Captain’s Log, June 16th, 2017

The best part about South Dakota? The speed limit.

All the way up to and through Minnesota on the I-90, the speed limit hovers somewhere around 60, sometimes 70 miles an hour. But the minute you cross that Minnesota/South Dakota border – boom goes the dynamite! 80 miles per hour speed limit, which makes 90 perfectly reasonable. Do a quick calculation: 800 miles from Rochester, MN to Buffalo, WY, traveling at 65 miles an hour? Assuming you have a car that never runs out of gas and a bladder that never gets full, that’s a twelve and a half hour drive. But then you get to South Dakota, You’ve got about 650 miles to go, 10 hours if you keep going 65. It would take you more than 5 hours to get from Sioux Falls to Rapid City, and you’d still be in South Dakota. But, hey, you start driving 80 miles an hour, you’re in Buffalo in 7 hours, only 6 if you’re going 90. People make fun of New Hampshirites for being slow drivers, but man, when you’re in South Dakota, apparently it doesn’t matter if you’re going 90 or 50 – you’re still not getting across the state anytime soon.

But it still begs the question: why would anyone want to drive 55 miles an hour across South Dakota? You would, very literally, never get anywhere. You would live and die on the same damn road. You would never see a mountain in your life. You would die alone and unhappy, surrounded only by cows and corn. And worst of all: you’ll slow down traffic. The number of people who were driving below 60 miles an hour today was staggering.

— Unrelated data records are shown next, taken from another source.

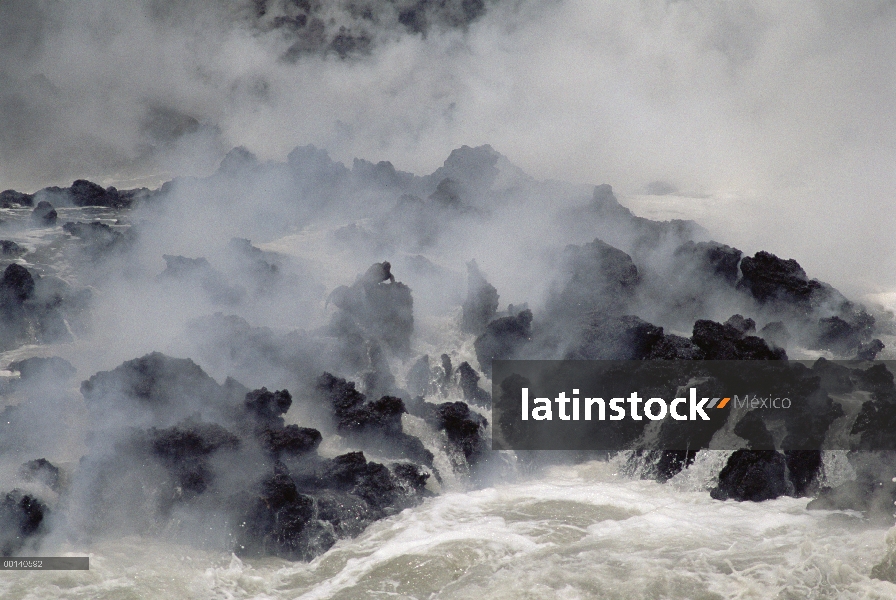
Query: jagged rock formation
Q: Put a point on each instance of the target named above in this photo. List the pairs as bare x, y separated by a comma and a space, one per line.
44, 215
22, 519
376, 310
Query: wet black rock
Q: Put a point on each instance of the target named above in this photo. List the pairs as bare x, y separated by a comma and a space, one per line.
41, 470
10, 249
803, 467
770, 279
21, 521
14, 199
752, 475
185, 448
712, 257
16, 286
675, 347
465, 429
726, 342
290, 440
481, 304
281, 523
744, 326
300, 517
502, 339
169, 389
44, 214
379, 307
87, 193
376, 424
36, 309
268, 407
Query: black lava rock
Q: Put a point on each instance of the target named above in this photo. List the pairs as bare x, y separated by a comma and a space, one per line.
44, 214
712, 257
726, 342
10, 249
41, 470
292, 440
753, 475
378, 310
267, 406
770, 279
21, 520
14, 199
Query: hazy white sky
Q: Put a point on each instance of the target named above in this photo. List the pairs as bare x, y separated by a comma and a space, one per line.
782, 116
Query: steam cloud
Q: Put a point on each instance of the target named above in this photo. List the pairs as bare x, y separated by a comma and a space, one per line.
269, 264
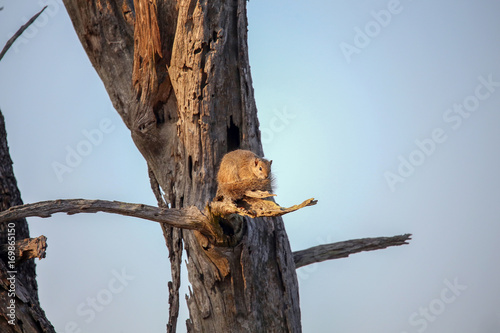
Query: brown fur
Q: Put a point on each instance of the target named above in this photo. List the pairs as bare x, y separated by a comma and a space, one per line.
241, 171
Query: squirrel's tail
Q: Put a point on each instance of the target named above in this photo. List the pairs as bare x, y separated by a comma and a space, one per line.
236, 190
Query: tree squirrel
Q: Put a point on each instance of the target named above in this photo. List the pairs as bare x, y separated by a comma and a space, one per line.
241, 171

But then, sure enough, Wyoming comes along, even after a detour to Mount Rushmore (read: tourist trap). And Wyoming isn’t particularly better than South Dakota, same speed limits, same general landscape, but once you get a little farther west, you get a taste of what’s to come later on: a glimpse of snow-capped mountains, a sight for sore eyes for a New Englander who just drove across SD. But these mountains are enormous, a fact disguised only by their distance. Even better: they’re just the babies, on the eastern edge of the greater Rocky Mountain range to which they belong. They dip down behind the now-rolling landscape, peeking out now and again to remind you they’re still there.

The enormous stratocumulus clouds break open over just a few of the peaks, letting the sun filter through thinner clouds above, giving the entire vista a heavenly glow. The mountains beckon, the promise of an endpoint tomorrow far, far better than I’d imagined.

Travel update: Missoula tomorrow. Got a call yesterday that I was approved and could have my pick of a couple apartments – viewing them Monday, signing a lease Tuesday.